问题
I want to scrap some "pro" billboard data, which access requires a premium billboard account. I already have one, but obvisouly I need to login to the billboard website through R in order to be able to scrap this data.
I have no issues with such a thing with regular login pages (for instance, stackoverflow):
##### Stackoverflow login #####
# Packages installation and loading ---------------------------------------
if (!require("pacman")) install.packages("pacman")
pacman::p_load(rvest,dplyr,tidyr)
packages<-c("rvest","dplyr","tidyr")
lapply(packages, require, character.only = TRUE)
#Address of the login webpage
login_test<-"https://stackoverflow.com/users/login?ssrc=head&returnurl=https%3a%2f%2fstackoverflow.com%2f"
#create a web session with the desired login address
pgsession_test<-html_session(login_test)
pgform_test<-html_form(pgsession_test)[[2]] #in this case the submit is the 2nd form
filled_form_test<-set_values(pgform_test, email="myemail", password="mypassword")
filled_form_test$fields[[5]]$type <- "button"
submit_form(pgsession_test, filled_form_test)
The issue with the billboard website is that the login is done through a clickable "sign up" button in the header of the page, which trigger a pop-up window allowing to type in an email address and password, thus allowing the user to login.
So far, I've tried to guess where the login form is in the html output of the billboard page, as it is not obvious, but I don't even think it actually appears, and I think scraping the html code from pop-up windows might require a specific process.
Here is what I've done so far:
##### Billboard scraping #####
# Packages installation and loading ---------------------------------------
if (!require("pacman")) install.packages("pacman")

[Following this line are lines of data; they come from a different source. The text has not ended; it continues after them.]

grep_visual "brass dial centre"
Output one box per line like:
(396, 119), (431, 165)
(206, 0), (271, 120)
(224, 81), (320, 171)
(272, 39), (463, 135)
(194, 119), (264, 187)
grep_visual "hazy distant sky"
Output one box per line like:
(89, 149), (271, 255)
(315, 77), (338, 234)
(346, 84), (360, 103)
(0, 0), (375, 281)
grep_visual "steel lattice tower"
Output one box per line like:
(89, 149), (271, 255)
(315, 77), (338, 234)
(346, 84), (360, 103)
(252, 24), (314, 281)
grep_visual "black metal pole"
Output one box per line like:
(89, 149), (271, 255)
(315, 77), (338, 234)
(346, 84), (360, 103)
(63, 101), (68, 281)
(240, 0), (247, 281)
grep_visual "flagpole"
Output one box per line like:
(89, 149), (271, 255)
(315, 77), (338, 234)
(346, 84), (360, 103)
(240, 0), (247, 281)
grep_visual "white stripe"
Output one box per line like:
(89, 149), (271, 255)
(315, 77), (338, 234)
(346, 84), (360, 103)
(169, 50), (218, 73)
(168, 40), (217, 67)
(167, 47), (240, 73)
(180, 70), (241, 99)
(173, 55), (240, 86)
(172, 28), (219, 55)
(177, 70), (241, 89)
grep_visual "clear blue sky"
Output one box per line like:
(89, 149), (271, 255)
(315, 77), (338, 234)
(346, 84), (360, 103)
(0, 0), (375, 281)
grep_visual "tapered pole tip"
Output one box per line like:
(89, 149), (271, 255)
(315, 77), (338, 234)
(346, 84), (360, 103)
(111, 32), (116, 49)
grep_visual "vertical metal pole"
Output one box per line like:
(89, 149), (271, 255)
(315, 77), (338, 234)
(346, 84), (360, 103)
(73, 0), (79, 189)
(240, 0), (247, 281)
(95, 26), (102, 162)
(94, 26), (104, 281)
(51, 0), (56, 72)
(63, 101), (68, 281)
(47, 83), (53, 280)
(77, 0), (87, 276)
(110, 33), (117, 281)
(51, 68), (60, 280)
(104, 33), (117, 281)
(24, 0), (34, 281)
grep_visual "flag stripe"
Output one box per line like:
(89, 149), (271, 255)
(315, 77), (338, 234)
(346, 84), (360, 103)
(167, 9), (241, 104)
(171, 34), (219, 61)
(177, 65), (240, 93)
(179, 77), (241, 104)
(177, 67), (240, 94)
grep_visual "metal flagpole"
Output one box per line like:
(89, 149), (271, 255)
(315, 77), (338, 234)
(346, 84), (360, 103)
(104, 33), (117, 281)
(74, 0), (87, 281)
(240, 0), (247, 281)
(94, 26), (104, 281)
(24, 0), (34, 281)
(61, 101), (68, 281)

pacman::p_load(rvest,dplyr,tidyr)
packages<-c("rvest","dplyr","tidyr")
lapply(packages, require, character.only = TRUE)
# Session setup (required to scrap restricted access web pages) -----------
login<-"https://www.billboard.com/myaccount"

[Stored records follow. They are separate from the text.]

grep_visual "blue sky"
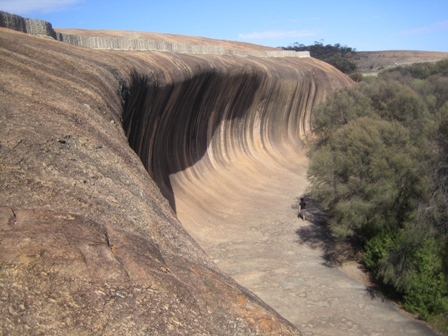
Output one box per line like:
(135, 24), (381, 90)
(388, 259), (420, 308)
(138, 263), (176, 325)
(0, 0), (448, 52)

#create a web session with the desired login address
pgsession<-html_session(login)
pgform<-html_form(pgsession)[[2]]
pgform$fields[[2]]$value <- 'myemailaddress'
pgform$fields[[1]]$value <- 'mypassword'
filled_form<-set_values(pgform)
fake_submit_button <- list(name = NULL,
type = "submit",
value = NULL,
checked = NULL,
disabled = NULL,
readonly = NULL,
required = FALSE)
attr(fake_submit_button, "class") <- "input"
filled_form[["fields"]][["submit"]] <- fake_submit_button
# filled_form$fields[[3]]$type <- "button"
submit_form(pgsession, filled_form)
The returned error is :
Warning message:
In request_GET(session, url = url, query = request$values, ...) :
Not Found (HTTP 404).
Which I understand as simply the result of me not using the right login form, that I also suspect not be available in my html output (given by pgform<-html_form(pgsession)[[2]] in the code above).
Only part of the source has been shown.